Despite efforts by the government to stifle the strike, the union leaders, who claim to represent more than 300,000 workers in the garment sector, said they will continue distributing leaflets informing workers about the threatened strike in the middle of March.
“We expect that about 100 factories will join the strike tomorrow by not working overtime while we are in the process of distributing [leaflets],” said Ath Thorn, president of the Coalition of Cambodian Apparel Workers Democratic Union.
Mr. Thorn said that although local authorities have attempted to prevent the distribution of leaflets outside some factories, the message was still getting out.
“Although we have encountered some problems and been interrupted by authorities while distributing the leaflets, they have been successfully delivered,” he said. “Some [workers] already got our message through Facebook, the radio and other media.”
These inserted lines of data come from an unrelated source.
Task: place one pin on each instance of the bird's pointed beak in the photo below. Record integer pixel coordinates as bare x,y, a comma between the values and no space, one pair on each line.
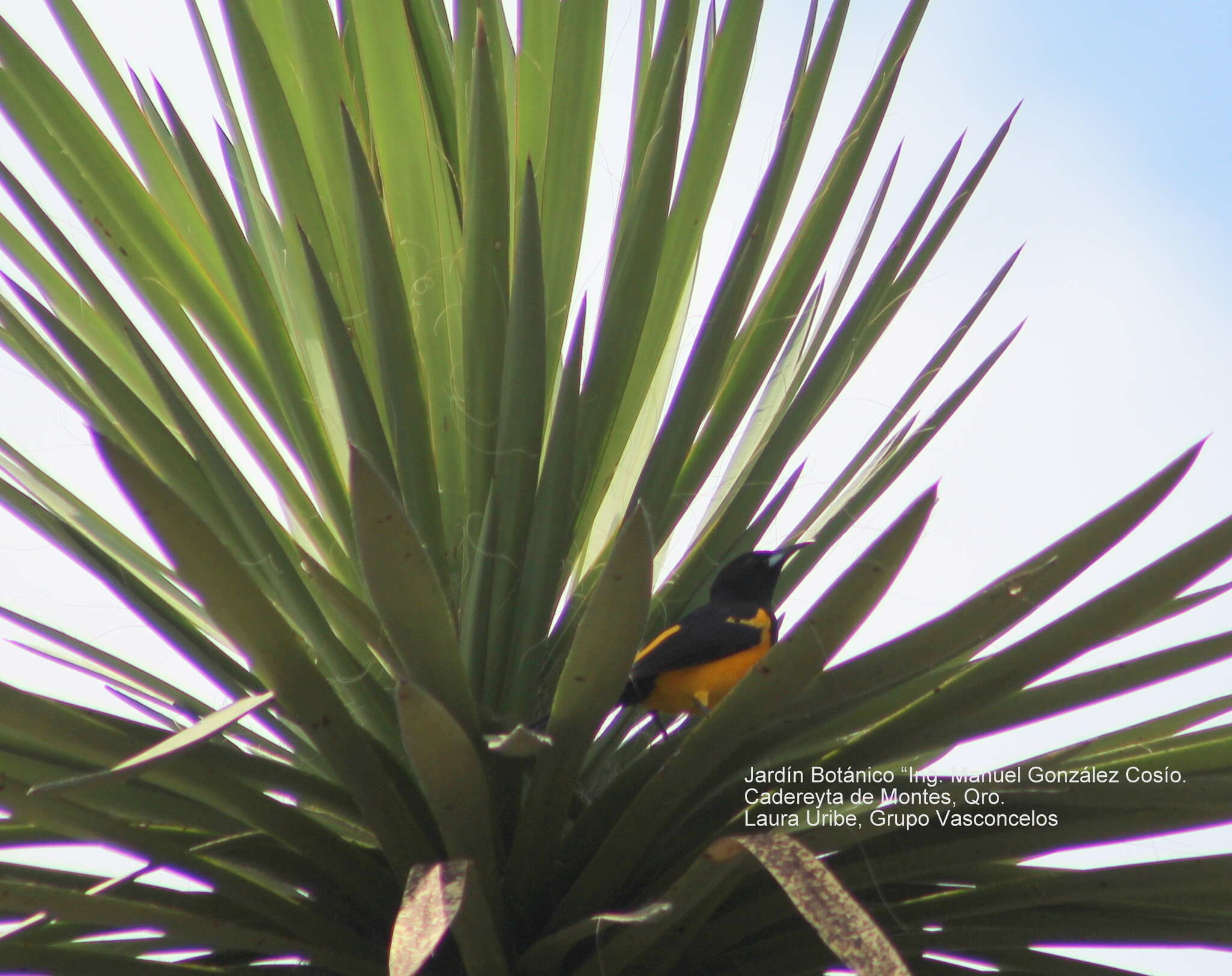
780,556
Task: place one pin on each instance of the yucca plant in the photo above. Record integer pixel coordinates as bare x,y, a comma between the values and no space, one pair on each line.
407,487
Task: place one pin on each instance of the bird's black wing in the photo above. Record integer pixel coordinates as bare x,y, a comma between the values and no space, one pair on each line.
705,635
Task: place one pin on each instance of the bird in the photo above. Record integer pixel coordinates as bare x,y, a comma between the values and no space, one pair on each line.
694,663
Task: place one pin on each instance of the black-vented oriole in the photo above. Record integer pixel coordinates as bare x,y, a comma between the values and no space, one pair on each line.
693,664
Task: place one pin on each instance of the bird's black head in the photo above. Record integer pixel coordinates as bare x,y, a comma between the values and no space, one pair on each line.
752,576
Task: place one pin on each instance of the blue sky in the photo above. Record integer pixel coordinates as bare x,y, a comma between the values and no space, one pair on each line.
1115,176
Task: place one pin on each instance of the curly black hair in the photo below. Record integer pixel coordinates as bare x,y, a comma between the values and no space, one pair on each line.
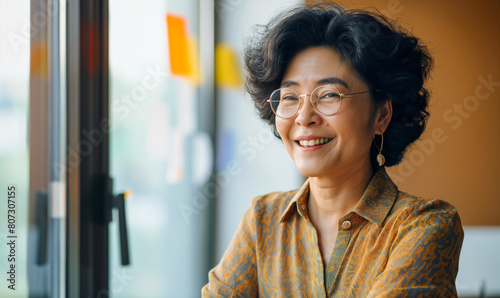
393,63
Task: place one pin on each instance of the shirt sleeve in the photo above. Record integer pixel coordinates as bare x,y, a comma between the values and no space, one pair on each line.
424,258
236,274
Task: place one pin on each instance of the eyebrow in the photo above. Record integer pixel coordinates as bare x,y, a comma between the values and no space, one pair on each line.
332,80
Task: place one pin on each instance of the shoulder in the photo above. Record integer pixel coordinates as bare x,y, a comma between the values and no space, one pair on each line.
409,204
272,204
427,213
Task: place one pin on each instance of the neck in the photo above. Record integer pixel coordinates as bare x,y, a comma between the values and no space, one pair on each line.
335,196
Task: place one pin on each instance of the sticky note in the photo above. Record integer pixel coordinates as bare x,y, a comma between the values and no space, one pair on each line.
227,69
178,46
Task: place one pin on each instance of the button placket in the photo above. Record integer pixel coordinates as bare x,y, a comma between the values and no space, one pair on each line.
346,224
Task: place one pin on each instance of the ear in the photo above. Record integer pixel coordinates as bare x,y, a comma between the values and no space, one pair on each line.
383,117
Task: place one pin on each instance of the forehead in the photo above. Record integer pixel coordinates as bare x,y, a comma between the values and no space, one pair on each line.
312,65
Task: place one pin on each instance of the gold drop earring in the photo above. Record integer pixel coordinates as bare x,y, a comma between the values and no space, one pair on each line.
380,157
The last round of garment worker strikes, which began in December and included protest marches and demonstrations outside factories, were violently suppressed by state security forces in January. Military police shot dead five protesters on January 3, and 21 protesters are still being detained in a high-security prison in Kompong Cham province.
Union leaders said they aimed to finish distributing at least 200,000 leaflets to workers throughout the country by Tuesday. Last week, the unions were delayed after they struggled to find a printing house willing to print the leaflets.
The demands outlined in the unions’ petition include the release of the 21 prisoners, a $160 minimum wage for garment workers, the prosecution of state forces who killed the five strikers, and an end to the government’s ban on demonstrations.
Van Sou Ieng, chairman of the Garment Manufacturers Association of Cambodia (GMAC), was quoted in local media on Friday as saying that the strike planned for next month could lead to 80 percent of factories in the country shutting down or moving abroad.
“If labor union groups still lead protests to demand $160 per month for workers…80 percent of the factories would be closed, while some would move to other countries,” Mr. Sou Ieng was quoted as saying by the Cambodia Herald website.
GMAC secretary-general Ken Loo declined to comment on Mr. Sou Ieng’s prediction, but said that the March strike, during which workers are being told to stay at home, will be a test of their commitment to taking part in collective action to raise the minimum wage.
“[Unions] claim that all workers aren’t happy and support them in their call for higher minimum wage. Our claim is that majority of workers are happy with what they have now,” Mr. Loo said.
“So staying home will be a true test. It would really allow everyone to see clearly what the majority of workers want,” he added. “On one hand, we are worried, but on the other hand it is a good test to see whose claims are more truthful.”
Ouk Sok Maly, 43, a garment worker from Svay Rieng province, said during her lunch break outside Phnom Penh’s Canadia Industrial Park on Sunday that workers are desperate for higher salaries to keep up with rising inflation.
“We can strike for three months without going to work because we cannot live with this situation since the price of commodities and house rental is rising fast,” Ms. Sok Maly said.
“Although the authorities intimidate and threaten us, they cannot come and shoot us in our homes,” she added.